Bei der Weiterfahrt in den Gargano entschieden wir uns nördlich von Barletta die SP141 zu wählen. Diese verläuft auf der schmalen Landbrücke zwischen der Adria und den ausgedehnten Salzmarschen der Saline di Margherita di Savoia. Seit der Antike wurde diese Region, damals noch Lagune, zur Salzgewinnung genutzt. Die Salzgewinnung in den heutigen Salzmarschen setzte sich bis in die 1980er Jahre fort. Danach führten effektivere Verfahren dazu, dass die angeblich größte Saline Europas, ihr Betriebsgelände auf den südlichen Teil der Salzmarschen einschränkte. Der größere, nördliche Teil wurde als Naturschutzgebiet ausgewiesen.

Wer sich für die Salzgewinnung interessiert, kann die Saline nach Voranmeldung besichtigen. Unser Interesse galt den Salzmarschen und den dort lebenden Flamingos. Der Wasserstand in den Salzmarschen wird über wenige, senkrecht zur Küstenlinie verlaufende Kanäle geregelt, die eine Verbindung zum Meer herstellen.
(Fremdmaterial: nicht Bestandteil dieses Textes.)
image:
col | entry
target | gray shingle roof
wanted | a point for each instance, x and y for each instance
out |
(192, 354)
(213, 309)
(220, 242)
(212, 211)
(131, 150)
Die Dämme dieser Kanäle bieten eine gute Möglichkeit, um in die Salzmarschen zu gelangen.

Schon nach wenigen Metern macht sich deutlicher Verwesungsgeruch bemerkbar. Da das Wasser auch in den Kanälen die meiste Zeit steht, sind Fische, die bei Hochwasser in die Kanäle gelangt sind, zum Sterben verurteilt. Ihnen geht irgendwann die Luft aus. In den Salzmarschen selbst, sind die üblichen Watvögel unterwegs. Die rosafarbenen Flamingos verteilen sich in größeren Ansammlungen über das gesamte Feuchtgebiet. Die Vögel sind jedoch sehr scheu und reagieren bereits auf große Entfernung mit Fluchttendenzen. Spektakuläre Fotos lassen sich somit im Vorbeigehen nicht machen.

Das letzte Bild zeigt eindrucksvoll, wie sich das Gebirge des Gargano wie eine Mauer aus der Ebene erhebt. Es bildet nach Süden eine mehrere hundert Meter hohe, steile Rampe. Die höchste Erhebung erreicht über 1000 m.